México, por su historia, su geografía y su potencial humano, estaba —y está— llamado a la grandeza continental. Los liberales republicanos, encerrados en su individualismo y su admiración acrítica por las sociedades modernas, fueron incapaces de comprender esta vocación. Prefirieron un México pequeño, fragmentado y subordinado antes que un México, fuerte identitario, y soberano.

El Imperio de Maximiliano, más que una “conspiración extranjera”, representó la última gran resistencia del México profundo: el México indígena, mestizo, católico e identitario que Juárez y sus seguidores consideraban retrógrado y bárbaro. Las leyes agrarias y sociales impulsadas durante el Segundo Imperio demuestran que el proyecto imperial no era reaccionario, sino conservador-progresista, en el mejor sentido del término: conservar lo valioso del pasado mientras se avanza hacia el futuro.

Dejando de lado las discusiones ideológicas puras, la experiencia histórica mexicana de los últimos 150 años es contundente: la falta de un modelo político verdaderamente acorde a nuestra forma de ser ha sido una de las principales causas de nuestra mediocridad relativa. Un país con los recursos naturales, la ubicación estratégica y la riqueza cultural de México debería ser una potencia mundial. En cambio, hemos navegado entre inestabilidad, corrupción y mediocridad.

Por eso, más allá de si el sistema de gobierno es monárquico o republicano, lo verdaderamente urgente es construir un orden político que priorice el bien común y la competencia meritocrática. Es necesario acabar con los amiguismos, las cuotas partidistas, los compadrazgos y la mediocridad institucionalizada. La función pública debe ser confiada a los mejores elementos de la nación, no a los más leales al partido de turno.

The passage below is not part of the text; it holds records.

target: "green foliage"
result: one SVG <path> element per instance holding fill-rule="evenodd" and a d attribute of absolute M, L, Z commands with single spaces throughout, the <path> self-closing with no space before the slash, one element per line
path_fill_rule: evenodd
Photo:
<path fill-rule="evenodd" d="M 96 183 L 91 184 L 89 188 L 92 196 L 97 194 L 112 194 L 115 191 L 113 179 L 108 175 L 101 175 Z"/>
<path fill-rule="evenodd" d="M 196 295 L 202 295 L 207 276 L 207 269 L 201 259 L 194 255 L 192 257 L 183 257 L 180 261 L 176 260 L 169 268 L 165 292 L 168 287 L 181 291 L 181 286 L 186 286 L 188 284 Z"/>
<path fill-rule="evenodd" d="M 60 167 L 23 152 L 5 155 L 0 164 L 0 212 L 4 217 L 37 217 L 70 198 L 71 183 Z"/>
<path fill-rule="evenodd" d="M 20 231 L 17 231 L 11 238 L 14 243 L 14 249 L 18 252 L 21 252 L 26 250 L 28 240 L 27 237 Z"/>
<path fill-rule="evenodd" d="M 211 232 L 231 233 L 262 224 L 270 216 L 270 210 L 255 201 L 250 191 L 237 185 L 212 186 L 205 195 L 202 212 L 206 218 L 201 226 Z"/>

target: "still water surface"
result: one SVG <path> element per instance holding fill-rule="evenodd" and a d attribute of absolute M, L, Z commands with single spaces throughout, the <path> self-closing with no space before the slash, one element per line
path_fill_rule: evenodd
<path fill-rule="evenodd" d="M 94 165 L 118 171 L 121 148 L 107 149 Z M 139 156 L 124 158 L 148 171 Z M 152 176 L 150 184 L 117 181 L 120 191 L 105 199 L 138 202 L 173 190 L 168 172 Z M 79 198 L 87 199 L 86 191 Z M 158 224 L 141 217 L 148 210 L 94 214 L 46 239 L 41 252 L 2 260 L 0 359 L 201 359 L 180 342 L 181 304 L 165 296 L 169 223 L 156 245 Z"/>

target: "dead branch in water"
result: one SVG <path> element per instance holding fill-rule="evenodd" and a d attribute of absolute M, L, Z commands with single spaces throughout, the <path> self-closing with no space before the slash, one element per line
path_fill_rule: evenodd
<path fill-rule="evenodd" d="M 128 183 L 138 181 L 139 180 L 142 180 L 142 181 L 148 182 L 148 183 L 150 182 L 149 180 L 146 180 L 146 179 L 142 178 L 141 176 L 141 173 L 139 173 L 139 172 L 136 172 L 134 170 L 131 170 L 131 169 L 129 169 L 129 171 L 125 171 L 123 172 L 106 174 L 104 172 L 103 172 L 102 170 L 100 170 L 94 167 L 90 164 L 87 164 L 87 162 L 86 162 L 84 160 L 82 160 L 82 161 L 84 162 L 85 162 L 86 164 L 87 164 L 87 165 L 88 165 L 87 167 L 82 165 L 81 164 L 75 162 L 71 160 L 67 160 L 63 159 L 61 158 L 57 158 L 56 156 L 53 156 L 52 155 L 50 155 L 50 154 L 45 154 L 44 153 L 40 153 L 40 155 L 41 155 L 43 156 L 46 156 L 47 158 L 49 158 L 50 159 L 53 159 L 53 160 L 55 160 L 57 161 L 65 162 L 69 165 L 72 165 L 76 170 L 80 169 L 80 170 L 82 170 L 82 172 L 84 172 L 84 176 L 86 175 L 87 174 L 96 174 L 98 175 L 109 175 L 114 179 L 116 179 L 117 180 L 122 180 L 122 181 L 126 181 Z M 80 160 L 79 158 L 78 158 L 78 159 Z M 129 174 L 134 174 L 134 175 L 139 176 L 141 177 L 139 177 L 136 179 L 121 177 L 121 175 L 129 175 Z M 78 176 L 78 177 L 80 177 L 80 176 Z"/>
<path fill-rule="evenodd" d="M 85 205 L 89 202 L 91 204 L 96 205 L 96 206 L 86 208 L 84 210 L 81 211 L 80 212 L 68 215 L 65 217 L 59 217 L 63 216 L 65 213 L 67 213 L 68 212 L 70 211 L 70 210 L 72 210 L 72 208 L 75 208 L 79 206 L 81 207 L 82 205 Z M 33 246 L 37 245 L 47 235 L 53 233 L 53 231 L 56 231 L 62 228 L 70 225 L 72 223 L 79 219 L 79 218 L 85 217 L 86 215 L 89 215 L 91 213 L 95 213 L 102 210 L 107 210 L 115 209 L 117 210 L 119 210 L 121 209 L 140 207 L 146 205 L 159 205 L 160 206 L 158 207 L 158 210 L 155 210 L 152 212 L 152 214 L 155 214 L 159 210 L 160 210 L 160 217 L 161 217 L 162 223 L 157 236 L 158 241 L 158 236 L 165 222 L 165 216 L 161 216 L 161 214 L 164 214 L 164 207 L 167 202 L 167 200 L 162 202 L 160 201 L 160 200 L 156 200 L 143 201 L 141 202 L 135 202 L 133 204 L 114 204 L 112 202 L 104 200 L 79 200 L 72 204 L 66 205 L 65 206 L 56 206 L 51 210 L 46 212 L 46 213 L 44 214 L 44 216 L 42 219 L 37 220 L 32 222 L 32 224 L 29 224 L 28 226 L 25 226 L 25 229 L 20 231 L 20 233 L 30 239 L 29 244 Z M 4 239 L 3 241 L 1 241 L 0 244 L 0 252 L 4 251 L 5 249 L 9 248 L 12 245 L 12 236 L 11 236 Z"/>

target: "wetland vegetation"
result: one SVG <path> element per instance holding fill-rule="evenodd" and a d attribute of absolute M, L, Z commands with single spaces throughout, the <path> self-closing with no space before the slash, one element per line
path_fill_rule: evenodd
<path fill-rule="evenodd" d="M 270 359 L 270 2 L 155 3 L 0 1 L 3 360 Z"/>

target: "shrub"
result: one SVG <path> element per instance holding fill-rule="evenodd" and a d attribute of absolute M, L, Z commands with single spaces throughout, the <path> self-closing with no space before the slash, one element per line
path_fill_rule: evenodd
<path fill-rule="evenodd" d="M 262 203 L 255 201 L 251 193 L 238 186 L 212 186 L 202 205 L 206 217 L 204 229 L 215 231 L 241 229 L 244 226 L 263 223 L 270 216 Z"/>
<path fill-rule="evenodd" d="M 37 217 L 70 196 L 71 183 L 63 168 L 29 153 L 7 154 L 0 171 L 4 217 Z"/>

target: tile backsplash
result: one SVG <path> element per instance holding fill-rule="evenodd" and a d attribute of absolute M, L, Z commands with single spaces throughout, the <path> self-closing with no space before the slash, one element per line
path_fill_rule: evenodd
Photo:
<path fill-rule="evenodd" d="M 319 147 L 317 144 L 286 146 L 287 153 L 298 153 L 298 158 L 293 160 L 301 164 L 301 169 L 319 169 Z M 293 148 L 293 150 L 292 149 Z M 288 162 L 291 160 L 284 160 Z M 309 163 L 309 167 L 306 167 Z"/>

En cuanto a la cuestión monárquica, tras la trágica ejecución de Maximiliano I en 1867, no existe hoy un consenso claro sobre la sucesión dinástica de las casas imperiales mexicanas. Algunos reivindican la descendencia de Iturbide, otros miran hacia ramas colaterales de los Habsburgo. El debate permanece abierto.

De momento, una república social, unitaria y descentralizada (no federal al estilo estadounidense) podría ser la fórmula más viable y conveniente para México en el corto y mediano plazo. Una república que recupere lo mejor de nuestra tradición centralista, que fortalezca la autoridad del Estado frente a los poderes fácticos, que respete la identidad cultural del pueblo mexicano y que ponga fin al experimentalismo ideológico que tanto daño nos ha hecho.

Porque al final, lo importante no es la etiqueta (“monarquía” o “república”), sino que el sistema político responda a la realidad profunda de México: un país mestizo, católico en su alma, jerárquico por naturaleza y llamado a jugar un papel protagónico en el continente.

Solo un Estado fuerte, enraizado en nuestra propia historia y alejado de importaciones ideológicas ajenas, podrá permitir que México deje atrás la mediocridad y asuma por fin el destino de grandeza al que ha estado llamado desde su nacimiento.